Snowden has also requested temporary asylum from Russia, who has already stated they would not hand him over to the U.S., who has charged Snowden with espionage. The asylum request is an attempt to give Snowden, who has been stuck in limbo in the Moscow airport for weeks, a level of freedom to travel to embassies with the ultimate goal of escaping the U.S. authorities to live in a country that is willing to offer him a permanent safe haven.
Snowden has also issued a statement, via Wikileaks, saying "Hello. My name is Ed Snowden. A little over one month ago, I had family, a home in paradise, and I lived in great comfort. I also had the capability without any warrant to search for, seize, and read your communications. Anyone’s communications at any time. That is the power to change people’s fates.

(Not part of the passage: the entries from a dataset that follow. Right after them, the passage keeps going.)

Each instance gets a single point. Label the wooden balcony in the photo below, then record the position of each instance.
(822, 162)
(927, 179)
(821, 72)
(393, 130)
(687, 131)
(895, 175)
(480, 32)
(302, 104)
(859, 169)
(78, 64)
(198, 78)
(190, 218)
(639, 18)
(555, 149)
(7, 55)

It is also a serious violation of the law. The 4th and 5th Amendments to the Constitution of my country, Article 12 of the Universal Declaration of Human Rights, and numerous statutes and treaties forbid such systems of massive, pervasive surveillance. While the US Constitution marks these programs as illegal, my government argues that secret court rulings, which the world is not permitted to see, somehow legitimize an illegal affair. These rulings simply corrupt the most basic notion of justice – that it must be seen to be done. The immoral cannot be made moral through the use of secret law.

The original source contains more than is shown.